Bradley Martyn: A Fitness Guru’s Workout Routine and Diet Plan

Last Updated: November 17, 2021

Bradley is known for his fitness expertise and a substantial social media following. He started weightlifting when he was fifteen years and worked as a fitness trainer in his twenties.

This bodybuilder and fitness trainer has participated in various bodybuilding competitions and emerged a winner in some. Although he no longer trains for competitions, he remains popular for his expertise in fitness, including the eating habits required to attain a body builder’s physique.

Let’s look into how Bradley has managed to gain and retain his shredded physique and what it has taken to get here.

About Bradley Martyn

Bradley is an American born on May 22nd in 1989. His earlier years were difficult as his father died of suicide when he was young.

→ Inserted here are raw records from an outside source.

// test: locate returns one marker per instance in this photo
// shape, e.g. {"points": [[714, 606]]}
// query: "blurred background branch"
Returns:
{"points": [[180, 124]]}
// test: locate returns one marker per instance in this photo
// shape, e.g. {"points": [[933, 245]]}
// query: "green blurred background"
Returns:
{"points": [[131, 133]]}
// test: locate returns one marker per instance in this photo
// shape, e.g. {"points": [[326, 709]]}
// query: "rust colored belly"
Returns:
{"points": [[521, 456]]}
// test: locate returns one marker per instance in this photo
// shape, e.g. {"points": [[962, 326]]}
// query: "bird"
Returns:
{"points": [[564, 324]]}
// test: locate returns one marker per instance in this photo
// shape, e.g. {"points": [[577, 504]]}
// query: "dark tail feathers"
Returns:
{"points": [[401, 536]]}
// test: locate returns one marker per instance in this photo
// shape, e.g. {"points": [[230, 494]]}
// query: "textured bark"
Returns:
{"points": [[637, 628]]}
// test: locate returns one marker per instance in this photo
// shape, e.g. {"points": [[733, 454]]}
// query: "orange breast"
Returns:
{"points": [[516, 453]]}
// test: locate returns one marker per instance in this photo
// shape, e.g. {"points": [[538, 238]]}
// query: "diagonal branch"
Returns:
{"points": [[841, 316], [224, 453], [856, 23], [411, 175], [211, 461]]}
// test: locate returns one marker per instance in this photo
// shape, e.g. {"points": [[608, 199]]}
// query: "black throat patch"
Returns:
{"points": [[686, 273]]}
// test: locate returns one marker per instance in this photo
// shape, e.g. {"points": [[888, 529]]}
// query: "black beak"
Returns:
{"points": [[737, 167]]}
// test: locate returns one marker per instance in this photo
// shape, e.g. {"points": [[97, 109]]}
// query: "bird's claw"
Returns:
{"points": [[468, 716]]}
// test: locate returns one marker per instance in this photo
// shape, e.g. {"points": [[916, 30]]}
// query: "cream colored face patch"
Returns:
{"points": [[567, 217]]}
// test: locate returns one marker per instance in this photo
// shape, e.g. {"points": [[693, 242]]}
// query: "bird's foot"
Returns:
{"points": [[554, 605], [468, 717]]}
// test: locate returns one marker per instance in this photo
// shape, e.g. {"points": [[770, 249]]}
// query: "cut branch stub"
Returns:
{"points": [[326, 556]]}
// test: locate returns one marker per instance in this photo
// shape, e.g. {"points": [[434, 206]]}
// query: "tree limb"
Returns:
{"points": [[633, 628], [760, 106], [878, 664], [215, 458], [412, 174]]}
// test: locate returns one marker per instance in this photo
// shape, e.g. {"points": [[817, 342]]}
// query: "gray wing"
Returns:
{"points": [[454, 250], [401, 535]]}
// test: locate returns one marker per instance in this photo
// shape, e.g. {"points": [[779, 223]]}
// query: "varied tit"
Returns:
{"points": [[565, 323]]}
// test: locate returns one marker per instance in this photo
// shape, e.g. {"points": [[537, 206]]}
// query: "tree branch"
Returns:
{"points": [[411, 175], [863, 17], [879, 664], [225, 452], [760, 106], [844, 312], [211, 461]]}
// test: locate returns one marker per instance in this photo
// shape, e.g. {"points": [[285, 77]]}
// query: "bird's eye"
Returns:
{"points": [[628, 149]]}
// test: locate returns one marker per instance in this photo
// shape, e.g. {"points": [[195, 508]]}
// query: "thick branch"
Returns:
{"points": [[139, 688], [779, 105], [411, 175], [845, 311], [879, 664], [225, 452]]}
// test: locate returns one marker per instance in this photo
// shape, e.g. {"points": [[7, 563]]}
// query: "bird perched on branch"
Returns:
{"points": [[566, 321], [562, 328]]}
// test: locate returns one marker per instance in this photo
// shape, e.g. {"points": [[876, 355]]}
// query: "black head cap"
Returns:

He became consistent with gym training at the age of 15 and has remained at it ever since. Thanks to his in-depth nutrition and training experience, Bradley has been inspired to assist others with their fitness journey. He began a fitness program at the beginning of 2006. 

He became famous after a series of viral stunts that spread across social media platforms. Some of his famous stunts include attempting to flip a car, benching a barbell with a girl holding onto one side, and jumping out of the pool waist-deep.

As with a few other bodybuilders, Bradley has a fitness YouTube channel which he started in 2014. It is here that he shares his diet and fitness routine videos.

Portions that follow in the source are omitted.